Nodo non facile, Vittorini fu una singolare e complessa figura di letterato antiletterato. Egli visse infatti con estrema acutezza tutte le contraddizioni da cui l’istituto dell’intellettuale tradizionale (di derivazione romantico-novecentesca) era profondamente attraversato: autonomia e «impegno», letteratura e altro (politica o scienza), pratica sociale e riflessione teorica, «creazione» individuale e lavoro di équipe, opposizione politica e contestazione letteraria, mediazione del consenso e professionalità tecnica, critica al sistema e moderna funzione all’interno di esso (l’industria culturale, in particolare); e ancora, più specificamente, «fascismo di sinistra» e antifascismo, populismo e letteratura di crisi, vitalismo ed empirismo, lirismo e realismo, cultura borghese e marxismo, storia e mito, eccetera.

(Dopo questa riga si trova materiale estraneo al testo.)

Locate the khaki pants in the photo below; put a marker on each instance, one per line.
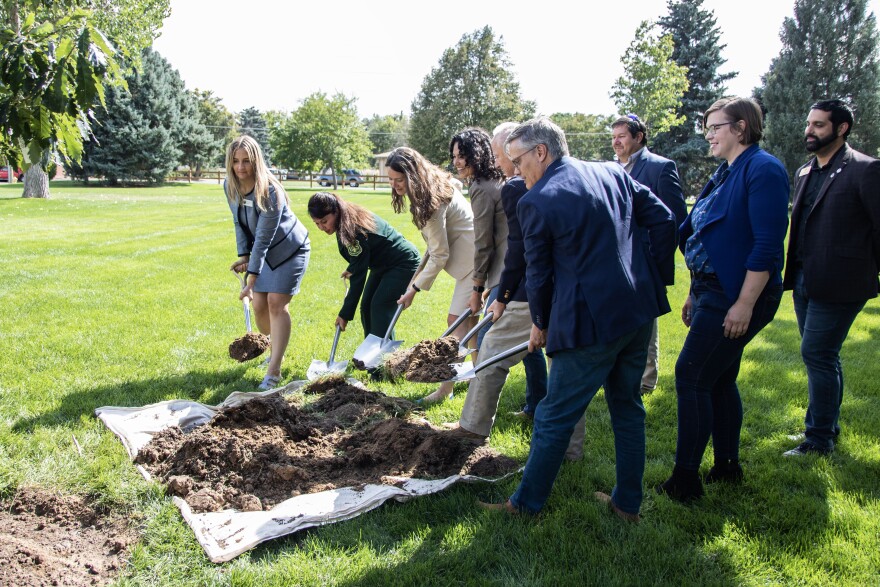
(484, 391)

In queste contraddizioni Vittorini portò — pur tra difficoltà e confusioni, involuzioni e cadute — una infaticabile insoddisfazione autocritica, un incessante sforzo di verifica impietosa, una folgorante capacità di perturbazione della «quiete» letteraria e dell’«ordine» culturale, una coraggiosa spinta alla ricerca e all’esperienza del nuovo su tutti i terreni della produzione intellettuale (e forse è da cercare proprio qui, in questo suo misurarsi senza remore con tutti i nodi fondamentali contemporanei, in questo suo spericolato avanzare su terreni ignoti, la ragione del diffuso interesse, soprattutto giovanile, recente).
La sua opera di narratore e di saggista, perciò, e il suo lavoro di organizzatore e «fondatore» di cultura, furono altrettanti modi concreti di vivere quelle contraddizioni e altrettanti tentativi — condotti al più alto livello — di superarle, e quindi anche superare i limiti oggettivi di ciascuna di quelle esperienze, proprio praticandole tutte: esperienze riconducibili poi — emblematicamente — alla letteratura e al fare, come attività che in lui rimandavano costantemente l’una all’altra, in una reciproca, mai conclusa, ansia di integrazione dei rispettivi limiti appunto.

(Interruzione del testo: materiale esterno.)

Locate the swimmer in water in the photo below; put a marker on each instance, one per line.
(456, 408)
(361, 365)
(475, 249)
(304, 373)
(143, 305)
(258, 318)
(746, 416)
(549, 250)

Vittorini dunque (come pochi altri, davvero) sottopose l’istituto dell’intellettuale tradizionale a tensioni fortissime, aprendovi crisi feconde. Chiarire fino a che punto egli sia riuscito a spezzarlo (che vuol dire poi chiarire fino a che punto egli abbia superato quelle contraddizioni e quei limiti), può diventare allora il vero nodo da sciogliere.